Reminds me of that one executive who would copy customer data _out_ of a "secure" SAP environment into Outlook Express so he wouldn't be bothered to authenticate all the time he needed data 🤦

@bekopharm @chaoddity @alaric There is a big awareness and training gap. The report also implies that data security services such as Cyberhaven already have access to the full text of whatever their clients employees are typing into applications.

@bekopharm @alaric
The problem with things like chatGPT is that they learn from the prompts you pose them and can potentially share what it learns. Also, the power of the AI is in the hands of whoever owns it. If a bad actor owned ChatGPT, they'd have access to all the info these morons are putting into it.

What I am suggesting is no different than organizations having their own email server, chat server, tax software, or anything else.
I think that AI is best handled locally, not centrally.

@chaoddity as someone completely self hosted I can totally agree on that ;-)

Such wild guns will still find ways to misplace sensitive information. They are simply lacking the deeper understanding what and why this may even be an issue. Lessons history and SciFi books teach us.

@bekopharm To be honest, I know exactly what you mean.

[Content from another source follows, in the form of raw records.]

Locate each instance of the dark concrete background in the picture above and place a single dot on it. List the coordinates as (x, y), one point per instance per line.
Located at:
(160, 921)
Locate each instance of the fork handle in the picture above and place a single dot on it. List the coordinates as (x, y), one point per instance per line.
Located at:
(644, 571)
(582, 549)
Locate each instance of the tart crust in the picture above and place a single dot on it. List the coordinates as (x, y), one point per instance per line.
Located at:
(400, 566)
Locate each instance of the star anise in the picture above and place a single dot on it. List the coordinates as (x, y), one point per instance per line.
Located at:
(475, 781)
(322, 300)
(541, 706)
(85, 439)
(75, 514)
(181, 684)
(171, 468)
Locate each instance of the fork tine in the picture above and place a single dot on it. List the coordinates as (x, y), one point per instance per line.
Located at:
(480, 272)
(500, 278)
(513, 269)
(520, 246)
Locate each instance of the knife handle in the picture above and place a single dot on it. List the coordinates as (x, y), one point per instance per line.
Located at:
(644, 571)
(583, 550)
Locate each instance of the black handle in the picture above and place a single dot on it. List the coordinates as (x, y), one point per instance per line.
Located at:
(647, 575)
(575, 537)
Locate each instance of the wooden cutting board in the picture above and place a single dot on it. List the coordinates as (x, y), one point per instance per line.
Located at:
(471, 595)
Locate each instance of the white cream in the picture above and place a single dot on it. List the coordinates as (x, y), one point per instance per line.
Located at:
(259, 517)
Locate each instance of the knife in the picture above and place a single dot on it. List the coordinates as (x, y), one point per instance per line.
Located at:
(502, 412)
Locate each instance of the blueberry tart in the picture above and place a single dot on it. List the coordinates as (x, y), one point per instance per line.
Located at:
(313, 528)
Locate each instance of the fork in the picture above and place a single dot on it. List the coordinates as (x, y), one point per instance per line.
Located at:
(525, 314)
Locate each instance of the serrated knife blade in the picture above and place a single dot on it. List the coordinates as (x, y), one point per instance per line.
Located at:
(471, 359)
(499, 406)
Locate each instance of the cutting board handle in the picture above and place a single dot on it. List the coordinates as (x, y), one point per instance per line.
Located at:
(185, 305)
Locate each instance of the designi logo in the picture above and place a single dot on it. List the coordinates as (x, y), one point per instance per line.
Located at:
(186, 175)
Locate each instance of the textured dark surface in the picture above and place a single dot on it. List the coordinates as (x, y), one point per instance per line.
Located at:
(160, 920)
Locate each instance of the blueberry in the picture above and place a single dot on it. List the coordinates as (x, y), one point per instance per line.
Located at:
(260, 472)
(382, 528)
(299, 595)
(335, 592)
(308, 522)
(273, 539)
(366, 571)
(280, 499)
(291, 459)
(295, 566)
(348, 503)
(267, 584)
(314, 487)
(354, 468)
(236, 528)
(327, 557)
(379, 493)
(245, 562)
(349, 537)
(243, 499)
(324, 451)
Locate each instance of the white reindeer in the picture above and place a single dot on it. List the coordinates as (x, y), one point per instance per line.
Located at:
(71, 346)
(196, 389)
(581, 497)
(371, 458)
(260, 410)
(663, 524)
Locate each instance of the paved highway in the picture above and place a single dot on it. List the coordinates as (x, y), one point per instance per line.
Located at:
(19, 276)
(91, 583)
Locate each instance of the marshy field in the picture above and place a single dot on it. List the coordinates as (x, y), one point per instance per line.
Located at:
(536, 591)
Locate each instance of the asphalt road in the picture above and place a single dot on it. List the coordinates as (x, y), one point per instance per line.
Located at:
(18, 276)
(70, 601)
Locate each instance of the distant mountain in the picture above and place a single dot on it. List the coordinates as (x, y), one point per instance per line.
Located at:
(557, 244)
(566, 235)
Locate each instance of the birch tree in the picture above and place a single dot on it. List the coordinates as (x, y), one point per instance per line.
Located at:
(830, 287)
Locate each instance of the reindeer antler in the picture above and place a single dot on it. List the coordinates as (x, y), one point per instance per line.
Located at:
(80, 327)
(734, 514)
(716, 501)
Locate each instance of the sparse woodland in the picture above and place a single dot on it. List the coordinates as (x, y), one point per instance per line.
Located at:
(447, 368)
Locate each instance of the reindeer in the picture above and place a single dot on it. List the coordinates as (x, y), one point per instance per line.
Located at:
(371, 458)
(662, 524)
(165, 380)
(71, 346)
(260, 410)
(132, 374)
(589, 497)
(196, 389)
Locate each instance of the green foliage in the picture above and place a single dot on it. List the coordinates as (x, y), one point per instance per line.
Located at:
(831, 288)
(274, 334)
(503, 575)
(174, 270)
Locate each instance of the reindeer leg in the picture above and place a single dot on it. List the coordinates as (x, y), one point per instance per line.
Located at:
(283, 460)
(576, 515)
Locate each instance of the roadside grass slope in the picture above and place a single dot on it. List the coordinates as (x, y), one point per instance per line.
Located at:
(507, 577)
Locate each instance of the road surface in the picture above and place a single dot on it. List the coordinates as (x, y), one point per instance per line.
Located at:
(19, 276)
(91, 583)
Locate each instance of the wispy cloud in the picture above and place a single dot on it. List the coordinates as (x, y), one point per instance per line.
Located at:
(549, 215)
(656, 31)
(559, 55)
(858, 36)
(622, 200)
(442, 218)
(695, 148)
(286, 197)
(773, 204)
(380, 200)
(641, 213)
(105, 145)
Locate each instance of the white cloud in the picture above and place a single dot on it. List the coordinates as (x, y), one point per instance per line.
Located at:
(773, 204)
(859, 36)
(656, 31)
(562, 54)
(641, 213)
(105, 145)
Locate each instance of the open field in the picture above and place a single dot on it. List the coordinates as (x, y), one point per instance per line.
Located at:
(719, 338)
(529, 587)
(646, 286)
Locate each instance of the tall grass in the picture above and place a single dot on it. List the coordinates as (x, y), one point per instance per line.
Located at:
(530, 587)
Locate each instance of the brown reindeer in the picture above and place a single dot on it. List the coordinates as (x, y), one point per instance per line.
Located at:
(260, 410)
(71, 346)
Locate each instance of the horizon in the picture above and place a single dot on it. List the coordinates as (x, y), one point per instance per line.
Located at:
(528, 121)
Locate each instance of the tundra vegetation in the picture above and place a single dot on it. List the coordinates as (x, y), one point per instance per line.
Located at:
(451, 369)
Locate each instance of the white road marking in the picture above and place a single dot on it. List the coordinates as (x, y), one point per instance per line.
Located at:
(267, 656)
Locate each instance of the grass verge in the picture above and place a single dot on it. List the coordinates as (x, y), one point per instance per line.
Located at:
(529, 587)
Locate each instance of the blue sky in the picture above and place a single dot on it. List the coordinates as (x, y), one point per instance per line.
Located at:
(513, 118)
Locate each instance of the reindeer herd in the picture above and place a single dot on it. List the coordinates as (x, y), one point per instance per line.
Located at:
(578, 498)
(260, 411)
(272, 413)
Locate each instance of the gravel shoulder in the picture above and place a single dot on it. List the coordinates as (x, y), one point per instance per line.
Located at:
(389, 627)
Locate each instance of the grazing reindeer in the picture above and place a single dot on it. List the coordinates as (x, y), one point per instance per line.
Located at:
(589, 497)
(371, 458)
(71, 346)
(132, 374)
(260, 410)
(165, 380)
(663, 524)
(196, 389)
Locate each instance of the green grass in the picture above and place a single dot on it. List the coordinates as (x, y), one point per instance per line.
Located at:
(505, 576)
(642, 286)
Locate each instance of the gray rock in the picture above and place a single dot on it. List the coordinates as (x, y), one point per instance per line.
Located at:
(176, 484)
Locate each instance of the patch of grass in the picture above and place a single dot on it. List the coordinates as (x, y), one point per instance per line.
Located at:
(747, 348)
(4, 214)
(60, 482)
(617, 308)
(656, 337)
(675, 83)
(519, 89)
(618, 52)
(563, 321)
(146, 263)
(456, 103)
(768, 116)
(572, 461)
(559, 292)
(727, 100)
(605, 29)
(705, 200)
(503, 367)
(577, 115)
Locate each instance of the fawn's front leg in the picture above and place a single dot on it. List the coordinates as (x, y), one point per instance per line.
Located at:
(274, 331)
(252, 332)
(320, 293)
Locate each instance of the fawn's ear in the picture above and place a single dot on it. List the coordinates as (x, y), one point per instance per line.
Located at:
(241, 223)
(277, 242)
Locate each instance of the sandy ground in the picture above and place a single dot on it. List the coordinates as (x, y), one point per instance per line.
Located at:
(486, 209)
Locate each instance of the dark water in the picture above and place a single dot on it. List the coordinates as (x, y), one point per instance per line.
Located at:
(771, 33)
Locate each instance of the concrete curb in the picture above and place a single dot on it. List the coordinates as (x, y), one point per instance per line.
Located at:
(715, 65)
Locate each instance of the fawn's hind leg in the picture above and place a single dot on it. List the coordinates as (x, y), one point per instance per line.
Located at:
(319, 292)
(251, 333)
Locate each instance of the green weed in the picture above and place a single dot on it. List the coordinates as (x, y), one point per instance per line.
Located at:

Sometimes people scare the hell out of me with their absolutely reckless handling of extremely sensitive information.
I would bet you ... a lot of money... someone could make a fortune hacking small business computers and tapping their outlook for credit card details because I can tell you, from experience, people send ALL that super vital, super important information through completely insecure, inappropriate channels.
@alaric we've gotten the message at work that's all "c'mon guys I really shouldn't have to tell you this but please do not install editor plugins that send our proprietary code to a third party"
@codicil @alaric how about zoom plugins that do the same for every single meeting?
@alaric Update security awareness training to warn against providing sensitive business info to ChatGPT and the like.

@alaric @huxley one of these is almost expected stupidity. The other is entirely because of how fucked the medical system with insurance and medicaid is to even need to write these letters.

Read about a dental firm doing this too because it meant what took them several hours previously, if they even had time to address all denials received, now took at most an hour and addressed all of them.

It's bad putting that info in, but arguably as bad they almost have to.

@alaric Plus I hope we're all aware that nazis/fascists LOVE this tool...what do you think they are feeding it?
@alaric it's like the ultimate form of pastebin scrapping.